There are many mutual fund advisors who will wax eloquent about the benefits of running a systematic investment plan (SIP) on equity mutual funds. You know that an SIP on equity funds enables you to expose yourself gradually to equity over a longer period of time. Additionally, this systematic and organized approach gives you the supplementary benefit of rupee cost averaging (RCA). What RCA does is that the fixed allocation forces you to buy more units when prices are lower. This works in your favour in the long run by reducing your average cost of holding…

What is the rationale for SIPs on equities directly instead of mutual funds?

The question is if investors can do an SIP on equity funds why can’t they do an SIP on direct equities too. Instead of buying a mutual fund scheme regularly, you can identify a set of stocks and invest money into it on a regular basis. The advantage of rupee cost averaging will work here also. However, let us not forget that direct equities are slightly more complicated than buying mutual funds. When you buy mutual funds, you have an expert fund manager assisted by a team of analysts who do the job of stock selection and monitoring for you. When you do an SIP on equities, there is a huge effort called for from you side. So how can one go about successfully doing Equity SIP?

Is there a model by which I can make equity SIPs work successfully in my case?
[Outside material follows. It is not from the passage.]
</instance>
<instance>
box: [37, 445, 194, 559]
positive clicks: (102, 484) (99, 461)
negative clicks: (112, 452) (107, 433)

Running Equity SIP requires a more organized and calibrated approach. Here are 7 points that can help you successfully execute the same…
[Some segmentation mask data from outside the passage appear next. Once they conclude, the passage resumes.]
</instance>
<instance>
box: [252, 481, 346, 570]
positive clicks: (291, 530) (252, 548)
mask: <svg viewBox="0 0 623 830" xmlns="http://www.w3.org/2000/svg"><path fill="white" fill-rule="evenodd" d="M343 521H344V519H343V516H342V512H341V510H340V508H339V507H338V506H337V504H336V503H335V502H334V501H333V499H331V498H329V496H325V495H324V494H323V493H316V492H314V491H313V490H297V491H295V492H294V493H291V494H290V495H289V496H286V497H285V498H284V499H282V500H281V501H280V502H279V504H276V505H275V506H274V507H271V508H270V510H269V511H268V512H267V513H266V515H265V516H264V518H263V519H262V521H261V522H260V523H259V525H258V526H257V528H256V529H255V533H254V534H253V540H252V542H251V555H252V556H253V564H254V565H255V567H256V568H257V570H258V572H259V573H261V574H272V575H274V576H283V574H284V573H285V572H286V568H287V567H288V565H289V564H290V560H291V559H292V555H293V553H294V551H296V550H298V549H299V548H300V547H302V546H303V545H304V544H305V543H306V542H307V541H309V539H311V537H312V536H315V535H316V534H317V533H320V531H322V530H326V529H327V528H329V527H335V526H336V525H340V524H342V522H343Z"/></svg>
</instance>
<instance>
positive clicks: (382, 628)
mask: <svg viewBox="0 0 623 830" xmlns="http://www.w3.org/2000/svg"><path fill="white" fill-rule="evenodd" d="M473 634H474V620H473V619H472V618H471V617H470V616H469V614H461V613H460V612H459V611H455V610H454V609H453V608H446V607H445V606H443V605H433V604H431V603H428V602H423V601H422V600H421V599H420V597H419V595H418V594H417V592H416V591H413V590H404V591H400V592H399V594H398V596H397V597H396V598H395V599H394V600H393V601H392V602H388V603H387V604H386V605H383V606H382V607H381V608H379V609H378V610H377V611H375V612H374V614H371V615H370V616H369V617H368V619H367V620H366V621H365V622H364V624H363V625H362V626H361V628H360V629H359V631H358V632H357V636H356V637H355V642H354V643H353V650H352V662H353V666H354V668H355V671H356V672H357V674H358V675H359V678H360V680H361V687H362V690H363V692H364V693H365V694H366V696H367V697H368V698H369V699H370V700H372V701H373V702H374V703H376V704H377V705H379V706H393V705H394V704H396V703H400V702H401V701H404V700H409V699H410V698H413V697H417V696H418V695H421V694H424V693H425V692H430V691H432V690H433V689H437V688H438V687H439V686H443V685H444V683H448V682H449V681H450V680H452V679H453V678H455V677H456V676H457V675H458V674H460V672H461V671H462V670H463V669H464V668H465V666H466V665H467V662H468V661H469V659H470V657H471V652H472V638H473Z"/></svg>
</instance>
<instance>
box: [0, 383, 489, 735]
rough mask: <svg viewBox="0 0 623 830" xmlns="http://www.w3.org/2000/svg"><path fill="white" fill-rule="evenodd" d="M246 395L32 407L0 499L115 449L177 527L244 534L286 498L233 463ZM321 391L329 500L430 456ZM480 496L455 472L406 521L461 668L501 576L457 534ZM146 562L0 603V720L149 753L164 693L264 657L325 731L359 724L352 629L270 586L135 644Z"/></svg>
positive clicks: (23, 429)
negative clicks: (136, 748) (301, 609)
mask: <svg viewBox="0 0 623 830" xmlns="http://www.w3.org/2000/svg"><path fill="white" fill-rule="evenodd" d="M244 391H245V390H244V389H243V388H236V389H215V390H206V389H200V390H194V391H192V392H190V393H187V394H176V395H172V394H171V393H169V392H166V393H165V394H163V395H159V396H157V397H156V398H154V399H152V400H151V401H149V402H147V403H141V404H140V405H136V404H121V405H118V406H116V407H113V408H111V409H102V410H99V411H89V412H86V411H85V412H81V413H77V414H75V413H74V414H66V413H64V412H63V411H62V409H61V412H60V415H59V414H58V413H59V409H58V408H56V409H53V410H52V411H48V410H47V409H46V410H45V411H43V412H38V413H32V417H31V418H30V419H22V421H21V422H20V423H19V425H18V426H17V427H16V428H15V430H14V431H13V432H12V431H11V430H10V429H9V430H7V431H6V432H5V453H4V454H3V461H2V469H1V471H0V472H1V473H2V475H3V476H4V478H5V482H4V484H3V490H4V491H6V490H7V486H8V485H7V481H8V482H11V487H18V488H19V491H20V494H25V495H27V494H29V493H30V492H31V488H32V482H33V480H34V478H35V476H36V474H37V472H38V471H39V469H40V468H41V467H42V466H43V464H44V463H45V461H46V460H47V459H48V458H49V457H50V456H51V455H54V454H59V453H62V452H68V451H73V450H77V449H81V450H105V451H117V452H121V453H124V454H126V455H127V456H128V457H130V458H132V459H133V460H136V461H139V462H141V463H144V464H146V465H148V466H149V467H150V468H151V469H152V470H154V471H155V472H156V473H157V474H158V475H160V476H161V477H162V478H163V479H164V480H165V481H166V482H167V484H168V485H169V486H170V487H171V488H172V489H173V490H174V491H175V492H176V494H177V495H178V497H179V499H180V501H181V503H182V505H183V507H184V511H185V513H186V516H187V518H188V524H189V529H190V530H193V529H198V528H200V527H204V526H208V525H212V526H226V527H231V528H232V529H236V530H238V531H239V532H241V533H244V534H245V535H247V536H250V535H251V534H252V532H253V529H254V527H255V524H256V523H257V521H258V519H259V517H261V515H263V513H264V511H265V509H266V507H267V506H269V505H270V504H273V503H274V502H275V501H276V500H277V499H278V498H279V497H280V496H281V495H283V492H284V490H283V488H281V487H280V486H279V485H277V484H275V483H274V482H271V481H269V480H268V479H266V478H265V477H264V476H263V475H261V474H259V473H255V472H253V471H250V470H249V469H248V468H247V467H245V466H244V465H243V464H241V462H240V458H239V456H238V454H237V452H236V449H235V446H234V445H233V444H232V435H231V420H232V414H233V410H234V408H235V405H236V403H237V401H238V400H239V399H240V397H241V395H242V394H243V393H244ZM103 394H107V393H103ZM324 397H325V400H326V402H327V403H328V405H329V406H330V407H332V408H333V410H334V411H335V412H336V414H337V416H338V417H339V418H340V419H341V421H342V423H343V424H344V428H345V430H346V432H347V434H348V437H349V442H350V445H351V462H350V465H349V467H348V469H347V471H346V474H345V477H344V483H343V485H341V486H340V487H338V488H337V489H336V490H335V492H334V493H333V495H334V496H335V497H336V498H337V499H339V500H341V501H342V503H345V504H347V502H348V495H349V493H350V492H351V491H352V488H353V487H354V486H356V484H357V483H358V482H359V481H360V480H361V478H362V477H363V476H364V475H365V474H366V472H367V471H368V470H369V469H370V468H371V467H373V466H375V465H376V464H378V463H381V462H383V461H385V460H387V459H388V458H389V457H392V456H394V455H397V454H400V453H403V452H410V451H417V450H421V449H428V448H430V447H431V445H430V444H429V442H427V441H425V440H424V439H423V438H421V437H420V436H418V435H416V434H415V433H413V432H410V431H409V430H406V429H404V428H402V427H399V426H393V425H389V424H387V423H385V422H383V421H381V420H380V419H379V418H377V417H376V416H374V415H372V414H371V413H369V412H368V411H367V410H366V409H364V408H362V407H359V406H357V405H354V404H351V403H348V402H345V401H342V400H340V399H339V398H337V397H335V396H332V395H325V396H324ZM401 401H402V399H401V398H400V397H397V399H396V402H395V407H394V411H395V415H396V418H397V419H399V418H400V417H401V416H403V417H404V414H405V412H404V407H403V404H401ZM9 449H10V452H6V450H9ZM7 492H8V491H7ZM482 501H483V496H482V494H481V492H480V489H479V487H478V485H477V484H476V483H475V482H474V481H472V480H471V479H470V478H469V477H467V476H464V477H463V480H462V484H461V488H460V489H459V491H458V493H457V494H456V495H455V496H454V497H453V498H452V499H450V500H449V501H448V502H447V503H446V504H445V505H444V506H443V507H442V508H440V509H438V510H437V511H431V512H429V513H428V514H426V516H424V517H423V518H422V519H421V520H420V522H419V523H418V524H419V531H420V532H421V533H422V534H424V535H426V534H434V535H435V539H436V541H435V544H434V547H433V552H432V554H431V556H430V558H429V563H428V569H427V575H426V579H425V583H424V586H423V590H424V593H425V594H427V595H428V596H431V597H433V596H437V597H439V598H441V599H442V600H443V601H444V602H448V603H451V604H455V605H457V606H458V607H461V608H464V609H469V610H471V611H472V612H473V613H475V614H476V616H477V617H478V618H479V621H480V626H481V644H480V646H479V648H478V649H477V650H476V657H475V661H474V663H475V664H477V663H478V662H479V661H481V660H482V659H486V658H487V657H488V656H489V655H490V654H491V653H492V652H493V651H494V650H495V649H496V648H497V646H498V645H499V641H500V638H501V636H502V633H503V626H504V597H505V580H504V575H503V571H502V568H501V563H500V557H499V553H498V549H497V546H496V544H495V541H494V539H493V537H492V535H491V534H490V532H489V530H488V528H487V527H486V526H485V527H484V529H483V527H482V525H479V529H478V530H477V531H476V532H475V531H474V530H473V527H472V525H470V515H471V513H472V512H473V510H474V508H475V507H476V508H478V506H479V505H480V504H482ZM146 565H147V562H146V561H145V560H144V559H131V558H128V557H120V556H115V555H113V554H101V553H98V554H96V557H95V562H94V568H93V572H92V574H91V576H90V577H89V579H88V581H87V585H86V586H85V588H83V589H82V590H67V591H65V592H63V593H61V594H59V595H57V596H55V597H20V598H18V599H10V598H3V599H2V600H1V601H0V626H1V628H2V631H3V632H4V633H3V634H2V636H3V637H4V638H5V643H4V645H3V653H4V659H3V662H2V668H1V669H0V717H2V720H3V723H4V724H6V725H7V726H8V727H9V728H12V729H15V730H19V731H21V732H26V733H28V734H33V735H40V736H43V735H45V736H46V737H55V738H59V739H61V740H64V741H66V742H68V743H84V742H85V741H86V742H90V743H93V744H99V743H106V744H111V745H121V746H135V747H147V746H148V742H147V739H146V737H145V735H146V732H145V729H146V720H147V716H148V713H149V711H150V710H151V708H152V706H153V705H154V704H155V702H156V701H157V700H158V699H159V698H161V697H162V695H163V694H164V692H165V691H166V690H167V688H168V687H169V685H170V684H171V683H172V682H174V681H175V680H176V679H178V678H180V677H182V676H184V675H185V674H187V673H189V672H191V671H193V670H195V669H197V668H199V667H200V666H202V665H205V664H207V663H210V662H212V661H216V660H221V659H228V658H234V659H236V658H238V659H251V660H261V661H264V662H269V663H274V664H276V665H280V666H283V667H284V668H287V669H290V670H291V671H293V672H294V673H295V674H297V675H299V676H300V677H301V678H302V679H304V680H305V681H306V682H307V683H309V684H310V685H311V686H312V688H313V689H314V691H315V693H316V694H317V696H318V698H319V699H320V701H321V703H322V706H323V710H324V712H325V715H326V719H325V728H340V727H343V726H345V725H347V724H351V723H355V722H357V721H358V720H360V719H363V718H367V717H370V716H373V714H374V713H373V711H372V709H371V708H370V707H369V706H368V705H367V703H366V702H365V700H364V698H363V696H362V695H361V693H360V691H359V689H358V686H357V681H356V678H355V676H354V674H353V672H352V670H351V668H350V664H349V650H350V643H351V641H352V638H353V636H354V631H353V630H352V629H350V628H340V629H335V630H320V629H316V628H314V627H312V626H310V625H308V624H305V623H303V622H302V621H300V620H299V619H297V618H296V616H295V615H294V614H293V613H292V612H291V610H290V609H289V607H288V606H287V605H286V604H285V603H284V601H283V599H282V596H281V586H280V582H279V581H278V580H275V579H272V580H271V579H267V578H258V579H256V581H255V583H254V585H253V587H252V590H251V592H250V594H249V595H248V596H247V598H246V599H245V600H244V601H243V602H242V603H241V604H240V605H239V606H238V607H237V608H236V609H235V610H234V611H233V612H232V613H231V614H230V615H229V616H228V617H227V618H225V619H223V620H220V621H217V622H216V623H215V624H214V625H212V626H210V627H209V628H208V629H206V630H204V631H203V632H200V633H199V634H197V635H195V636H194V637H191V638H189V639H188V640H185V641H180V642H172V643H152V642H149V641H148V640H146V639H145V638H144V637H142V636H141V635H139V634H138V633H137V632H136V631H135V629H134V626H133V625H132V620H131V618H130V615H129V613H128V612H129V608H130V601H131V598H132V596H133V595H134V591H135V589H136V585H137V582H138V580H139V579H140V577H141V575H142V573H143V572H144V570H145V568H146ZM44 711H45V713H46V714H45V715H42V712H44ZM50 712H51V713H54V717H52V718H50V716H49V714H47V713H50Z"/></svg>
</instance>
a) Freeze on your selection of stocks in consultation with your equity advisor and maintain a discipline. Do not digress from that list of stocks and add or deduct stocks from your SIP portfolio at random without consulting your equity advisor

b) Monitoring is the key to running Equity SIP. As an individual you have your limitations. Use your broker’s online portal to set up a variety of financial and non-financial alerts on your holdings so that you are updated on the key metrics pertaining to your SIP stocks

c) When put together, your portfolio of stocks must be as diversified as possible. Avoid too much concentration to specific sectors or even to mid-caps. This adds to your risk and defeats the purpose of an SIP

d) When the stock you are holding dips sharply, use the opportunity to accumulate more. That is when you get the fullest advantage of Equity SIP. Of course, you need to be convinced about the fundamental reason for buying more of the stock

e) Allocate a certain corpus on a weekly basis. In the world of equities, a lot happens in the span of a month. Instead of allocation Rs.30,000/month to equity SIP, look to allocate Rs.7500/week. This will help you best capture the volatility in the stock

f) Evaluate your SIP portfolio against a benchmark like the Nifty or Sensex. You are not a fund manager but you need to ensure that your SIP is at least doing better than the market. If your SIP is consistently underperforming, it may be time for a strategy re-think

g) Ensure that your Equity SIP is in consonance with your overall financial goals. When you make your financial plan, you decide on your equity allocation. Irrespective of your equity fund performance, respect this allocation in your financial plan.

When doing Equity SIPs are there specific things to watch out for and if so what are they?

There are a few basic things you need to be aware of when executing Equity SIP. Firstly, it requires a lot of time and energy to be devoted to the task. If you do not have the time and patience, better leave it to a mutual fund manager. You need to take allocation decisions, execute the trades and also monitor these positions. Secondly, don’t be in a hurry to keep changing your universe of stocks. Create your universe of stocks after a thorough research. The more you tend to flip-flop on the stock list, the more you are likely to lose out on opportunities. Thirdly, there are some critical questions that you need to ask yourself pertaining to risk. Are you overexposed to any particular sector? Are you adding risk instead of reducing risk? Is your SIP portfolio shock proof in the event of major global changes etc? Fourthly, you need to ensure that your SIP portfolio is tax efficient. If you churn your SIP too often, then you not only incur higher transaction costs but also end up paying STCG. That is best avoided. Lastly, conduct a reality check once in a while! If after all these efforts your returns are at par with what you would have earned on a mutual fund SIP, you need to re-think. It is surely not worth the effort and you are better off sticking to MF SIP.